Open-vocabulary 3D object detection aims to localize and recognize objects beyond a fixed training taxonomy. In multi-view RGB settings, recent approaches often decouple geometry-based instance construction from semantic labeling, generating class-agnostic fragments and assigning open-vocabulary categories post hoc. While flexible, such decoupling leaves instance construction governed primarily by geometric consistency, without semantic constraints during merging. When geometric evidence is view-dependent and incomplete, this geometry-only merging can lead to irreversible association errors, including over-merging of distinct objects or fragmentation of a single instance. We propose Group3D, a multi-view open-vocabulary 3D detection framework that integrates semantic constraints directly into the instance construction process. Group3D maintains a scene-adaptive vocabulary derived from a multimodal large language model (MLLM) and organizes it into semantic compatibility groups that encode plausible cross-view category equivalence. These groups act as merge-time constraints: 3D fragments are associated only when they satisfy both semantic compatibility and geometric consistency. This semantically gated merging mitigates geometry-driven over-merging while absorbing multi-view category variability. Group3D supports both pose-known and pose-free settings, relying only on RGB observations. Experiments on ScanNet and ARKitScenes demonstrate that Group3D achieves state-of-the-art performance in multi-view open-vocabulary 3D detection, while exhibiting strong generalization in zero-shot scenarios. The project page is available at https://ubin108.github.io/Group3D/.
研究の動機と目的
- 室内シーンにおける3Dオブジェクト検出のオープンボキャブラリ問題に3D監督なしで Address する。

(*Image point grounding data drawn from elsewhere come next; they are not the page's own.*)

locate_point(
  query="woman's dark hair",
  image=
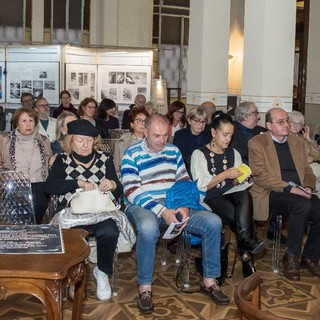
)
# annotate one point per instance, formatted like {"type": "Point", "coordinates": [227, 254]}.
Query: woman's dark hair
{"type": "Point", "coordinates": [220, 117]}
{"type": "Point", "coordinates": [104, 105]}
{"type": "Point", "coordinates": [83, 103]}
{"type": "Point", "coordinates": [135, 111]}
{"type": "Point", "coordinates": [64, 92]}
{"type": "Point", "coordinates": [175, 106]}
{"type": "Point", "coordinates": [30, 112]}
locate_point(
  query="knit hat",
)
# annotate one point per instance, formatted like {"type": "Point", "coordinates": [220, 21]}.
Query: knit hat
{"type": "Point", "coordinates": [82, 127]}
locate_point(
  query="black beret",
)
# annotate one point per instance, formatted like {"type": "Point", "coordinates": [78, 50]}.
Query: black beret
{"type": "Point", "coordinates": [82, 127]}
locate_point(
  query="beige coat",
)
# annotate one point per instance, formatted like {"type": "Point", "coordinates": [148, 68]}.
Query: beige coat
{"type": "Point", "coordinates": [266, 174]}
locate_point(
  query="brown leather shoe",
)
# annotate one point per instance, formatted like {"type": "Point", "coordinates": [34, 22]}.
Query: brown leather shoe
{"type": "Point", "coordinates": [291, 269]}
{"type": "Point", "coordinates": [144, 302]}
{"type": "Point", "coordinates": [312, 265]}
{"type": "Point", "coordinates": [215, 293]}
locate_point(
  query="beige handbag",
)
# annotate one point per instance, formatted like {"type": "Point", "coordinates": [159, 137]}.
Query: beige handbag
{"type": "Point", "coordinates": [93, 201]}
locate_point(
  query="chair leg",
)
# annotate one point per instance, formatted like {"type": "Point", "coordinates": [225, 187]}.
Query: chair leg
{"type": "Point", "coordinates": [276, 243]}
{"type": "Point", "coordinates": [114, 278]}
{"type": "Point", "coordinates": [163, 259]}
{"type": "Point", "coordinates": [180, 248]}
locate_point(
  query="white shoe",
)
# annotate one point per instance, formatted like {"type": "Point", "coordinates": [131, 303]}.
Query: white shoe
{"type": "Point", "coordinates": [103, 287]}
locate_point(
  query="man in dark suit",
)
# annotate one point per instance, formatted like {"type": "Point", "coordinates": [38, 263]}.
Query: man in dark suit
{"type": "Point", "coordinates": [278, 162]}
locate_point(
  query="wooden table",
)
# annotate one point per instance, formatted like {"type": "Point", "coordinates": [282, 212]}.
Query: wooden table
{"type": "Point", "coordinates": [46, 275]}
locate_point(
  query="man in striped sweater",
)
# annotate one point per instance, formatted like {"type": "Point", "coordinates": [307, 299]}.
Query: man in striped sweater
{"type": "Point", "coordinates": [149, 168]}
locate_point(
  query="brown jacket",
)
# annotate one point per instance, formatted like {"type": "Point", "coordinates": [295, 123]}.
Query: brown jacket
{"type": "Point", "coordinates": [266, 174]}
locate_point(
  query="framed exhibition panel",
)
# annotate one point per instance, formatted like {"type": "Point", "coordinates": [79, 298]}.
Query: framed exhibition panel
{"type": "Point", "coordinates": [1, 82]}
{"type": "Point", "coordinates": [81, 81]}
{"type": "Point", "coordinates": [39, 78]}
{"type": "Point", "coordinates": [123, 83]}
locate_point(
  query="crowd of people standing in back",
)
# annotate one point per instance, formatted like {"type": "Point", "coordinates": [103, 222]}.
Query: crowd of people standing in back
{"type": "Point", "coordinates": [158, 152]}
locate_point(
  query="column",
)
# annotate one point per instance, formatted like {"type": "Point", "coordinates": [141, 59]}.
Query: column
{"type": "Point", "coordinates": [37, 26]}
{"type": "Point", "coordinates": [268, 60]}
{"type": "Point", "coordinates": [208, 52]}
{"type": "Point", "coordinates": [123, 23]}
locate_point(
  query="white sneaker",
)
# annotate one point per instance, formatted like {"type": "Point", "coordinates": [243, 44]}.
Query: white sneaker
{"type": "Point", "coordinates": [103, 287]}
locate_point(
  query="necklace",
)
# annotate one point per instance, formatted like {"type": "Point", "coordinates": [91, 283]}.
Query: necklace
{"type": "Point", "coordinates": [214, 169]}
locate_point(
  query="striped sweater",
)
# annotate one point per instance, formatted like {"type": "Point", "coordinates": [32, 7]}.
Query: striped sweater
{"type": "Point", "coordinates": [146, 175]}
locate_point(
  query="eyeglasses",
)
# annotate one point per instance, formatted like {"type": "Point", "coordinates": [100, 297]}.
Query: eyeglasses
{"type": "Point", "coordinates": [202, 122]}
{"type": "Point", "coordinates": [140, 121]}
{"type": "Point", "coordinates": [295, 124]}
{"type": "Point", "coordinates": [282, 122]}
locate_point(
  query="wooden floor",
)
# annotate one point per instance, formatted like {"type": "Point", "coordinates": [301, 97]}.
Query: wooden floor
{"type": "Point", "coordinates": [295, 300]}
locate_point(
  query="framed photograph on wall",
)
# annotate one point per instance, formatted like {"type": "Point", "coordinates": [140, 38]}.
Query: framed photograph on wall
{"type": "Point", "coordinates": [39, 78]}
{"type": "Point", "coordinates": [123, 83]}
{"type": "Point", "coordinates": [1, 82]}
{"type": "Point", "coordinates": [81, 81]}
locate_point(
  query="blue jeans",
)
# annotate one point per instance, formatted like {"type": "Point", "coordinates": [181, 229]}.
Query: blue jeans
{"type": "Point", "coordinates": [204, 223]}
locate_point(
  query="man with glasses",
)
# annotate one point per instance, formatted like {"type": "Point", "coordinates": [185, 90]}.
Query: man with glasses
{"type": "Point", "coordinates": [283, 183]}
{"type": "Point", "coordinates": [246, 116]}
{"type": "Point", "coordinates": [149, 169]}
{"type": "Point", "coordinates": [47, 125]}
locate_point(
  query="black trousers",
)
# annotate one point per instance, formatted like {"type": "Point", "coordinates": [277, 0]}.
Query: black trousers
{"type": "Point", "coordinates": [299, 211]}
{"type": "Point", "coordinates": [40, 200]}
{"type": "Point", "coordinates": [237, 209]}
{"type": "Point", "coordinates": [106, 233]}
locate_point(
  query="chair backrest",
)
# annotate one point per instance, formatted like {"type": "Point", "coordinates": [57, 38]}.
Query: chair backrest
{"type": "Point", "coordinates": [252, 310]}
{"type": "Point", "coordinates": [16, 204]}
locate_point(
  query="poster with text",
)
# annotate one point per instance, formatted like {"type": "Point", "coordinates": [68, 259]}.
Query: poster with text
{"type": "Point", "coordinates": [123, 83]}
{"type": "Point", "coordinates": [81, 81]}
{"type": "Point", "coordinates": [39, 78]}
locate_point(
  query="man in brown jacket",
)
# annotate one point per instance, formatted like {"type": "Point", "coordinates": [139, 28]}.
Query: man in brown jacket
{"type": "Point", "coordinates": [278, 161]}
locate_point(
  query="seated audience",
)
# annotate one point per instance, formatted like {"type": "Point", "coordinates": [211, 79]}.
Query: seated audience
{"type": "Point", "coordinates": [27, 100]}
{"type": "Point", "coordinates": [25, 149]}
{"type": "Point", "coordinates": [277, 160]}
{"type": "Point", "coordinates": [149, 169]}
{"type": "Point", "coordinates": [298, 129]}
{"type": "Point", "coordinates": [246, 116]}
{"type": "Point", "coordinates": [151, 108]}
{"type": "Point", "coordinates": [139, 102]}
{"type": "Point", "coordinates": [82, 166]}
{"type": "Point", "coordinates": [214, 166]}
{"type": "Point", "coordinates": [177, 118]}
{"type": "Point", "coordinates": [106, 112]}
{"type": "Point", "coordinates": [65, 104]}
{"type": "Point", "coordinates": [194, 136]}
{"type": "Point", "coordinates": [88, 110]}
{"type": "Point", "coordinates": [47, 125]}
{"type": "Point", "coordinates": [210, 109]}
{"type": "Point", "coordinates": [137, 118]}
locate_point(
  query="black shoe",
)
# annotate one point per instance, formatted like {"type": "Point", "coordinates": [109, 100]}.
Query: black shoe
{"type": "Point", "coordinates": [247, 265]}
{"type": "Point", "coordinates": [215, 293]}
{"type": "Point", "coordinates": [291, 267]}
{"type": "Point", "coordinates": [270, 236]}
{"type": "Point", "coordinates": [145, 303]}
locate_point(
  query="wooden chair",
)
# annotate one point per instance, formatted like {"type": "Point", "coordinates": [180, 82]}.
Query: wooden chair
{"type": "Point", "coordinates": [251, 310]}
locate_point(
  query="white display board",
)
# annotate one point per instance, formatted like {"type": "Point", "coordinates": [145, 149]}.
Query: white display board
{"type": "Point", "coordinates": [123, 83]}
{"type": "Point", "coordinates": [2, 81]}
{"type": "Point", "coordinates": [81, 81]}
{"type": "Point", "coordinates": [39, 78]}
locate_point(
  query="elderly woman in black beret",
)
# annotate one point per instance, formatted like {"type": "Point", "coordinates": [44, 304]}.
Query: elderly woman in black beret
{"type": "Point", "coordinates": [83, 166]}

- インスタンス構築時にセマンティック制約を注入してジオメトリ主導の過剰統合を緩和する。
- MLLMを用いてシーン適応型語彙とセマンティックグループを開発する。
- ポーズ既知とポーズフリー(RGBのみ)の両方の運用を可能にする。
- ScanNetとARKitScenesで最先端性能と強力なゼロショット一般化を示す。
提案手法
- MLLMへビュー間で問い合わせてシーン適応型カテゴリ集合を形成することでシーン語彙メモリを構築する。
- SAMを介してカテゴリ認識型2Dマスクを持ち上げ、マルチビュー幾何学を用いて3Dリフティングのための3Dフラグメントメモリを構築する。
- MLLMを用いて意味的適合性グループにシーン語彙を分割し、跨ビューのカテゴリ同値性の妥当性を捉える。
- 意味的適合性(同一グループ)と体素レベルの幾何学的重複(IoUまたは包含ベースの重複)が成り立つ場合にのみ3Dフラグメントを統合する。
- 最終的なオ Open-vocabularyラベルを割り当て、3D境界ボックスを計算するためにマルチビュー証拠を集約する。
実験結果
リサーチクエスチョン
- RQ1MLLMからの意味的事前知識はオープンボキャブラリ3D検出における跨ビュー断片アソシエーションをどう改善するか。
- RQ2意味的ゲート統合はビュー依存または不完全なジオメトリの下でジオメトリ主導の過剰統合を減らすか。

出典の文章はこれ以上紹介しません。